湿度の濃い空気と連立する木々の隙間から零れる陽光が汗を助長させ、息を荒くさせる。
「くそっ、くそっ、くそっ、くそくそくそくそくそくそくそくそっ!」
吐き捨てるように連呼した。現世に戻って早々こんな目に合わせたあの女のせいか、それとも――。
一心不乱に疾駆したが、20分ほど走ったところで疲れが顕著に現れ、足首くらいの高さに這っていた蔓に足を引っかけた。全力疾走だった俺は促されるままに態勢を崩し、二度、三度、四度と無様に転げ回った。
「……はぁ……はぁ」
体が止まると以前と同じように空を仰いでいた。《飛竜の巣》周辺よりも二回りほど小さい開けた空間で、大の字になって倒れ込む。
短く伸びた芝生が絨毯のように敷き詰められたそこは、他の場所とは分断されているかのように空気が澄んでおり、心地いい。
森の中にいた時のような湿気はなく、吹き抜ける風が優しく肌を撫でる。
「くそぉ……はぁ……」
一向に呼吸が整わない。心臓も脈も未だに急速に動いている。これも“能力値”の影響だろうか。
瞬きを繰り返した後、肩を揺らしながらテオは再び空を仰いだ。
頭に浮かぶのはあの女――リン・エドンの姿。【五紺槍のリン】と呼ばれた勇者のうちの一人。
先が五又に分かれた愛槍【五条雷槍】を自在に操り、戦場を駆ける姿につけれらたもう一つの名は、【戦女神】。それは彼女の類まれなる美貌からもつけられていた。
その愛槍で仕留めてきたモンスターや敵の数は知れない。以前の俺と肩を並べ、時に背中を任せ任され、時に隣に立ち、凶悪な敵を共に打倒してきた戦友だ。

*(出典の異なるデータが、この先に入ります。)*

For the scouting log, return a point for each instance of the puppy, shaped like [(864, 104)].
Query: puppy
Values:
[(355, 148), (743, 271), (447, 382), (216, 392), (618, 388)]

飛竜の影を被った彼女の後ろ姿……一目で分かった。それが”復讐”するべき相手の一人だということを。喉の渇きと一緒に這い上がる憎しみが依然と膨れ上がる。
自分が憎い。
何のために新しい道を歩もうとしていたのか、途端に靄がかかった。自分を裏切った彼女らに“復讐”するためだったはずなのに、惨めにも滑稽にも、戻ってきて早々に助けられてしまった。
彼女を背にして森を駆けた時もそうだ。自分の憎たらしさに反吐が出そうになっていた。自分が彼女らと同じことをしたという事に、激しい嫌悪を抱いた。絶対の敵を前に背を向けて逃げ出し、仲間を置いていくという、自らが犯された罪を、自分がやったことに重ねてしまう。
森に入ってから飛竜の声が耳を刺激することはなかった。あの女が上手いことやってくれたのだろう。
肩を上下させ、必死に酸素を取り込んでいると、5分も経たないうちに茂みから草を掻き分け、何かが近づいてくる音がした。警戒こそするものの、急停止した俺の身体は一時的な酸欠状態で動かない。声を漏らして呼吸することに精一杯だ。
ごくり、と固唾を飲み込み、視線を上にして茂みの方を見やる。
「ここにいたのですね」
透き通るような高い声音が風に乗って俺の耳朶に触れた。
茂みから姿を現したのはリンだ。
紺色の衣を身に纏い、長く伸びた流麗な金髪を後ろで一つに結んで、陽光を反射させている。肌を露出した四肢はきめ細かく艶やかで、不覚にも俺は頬が熱くなるのを感じた。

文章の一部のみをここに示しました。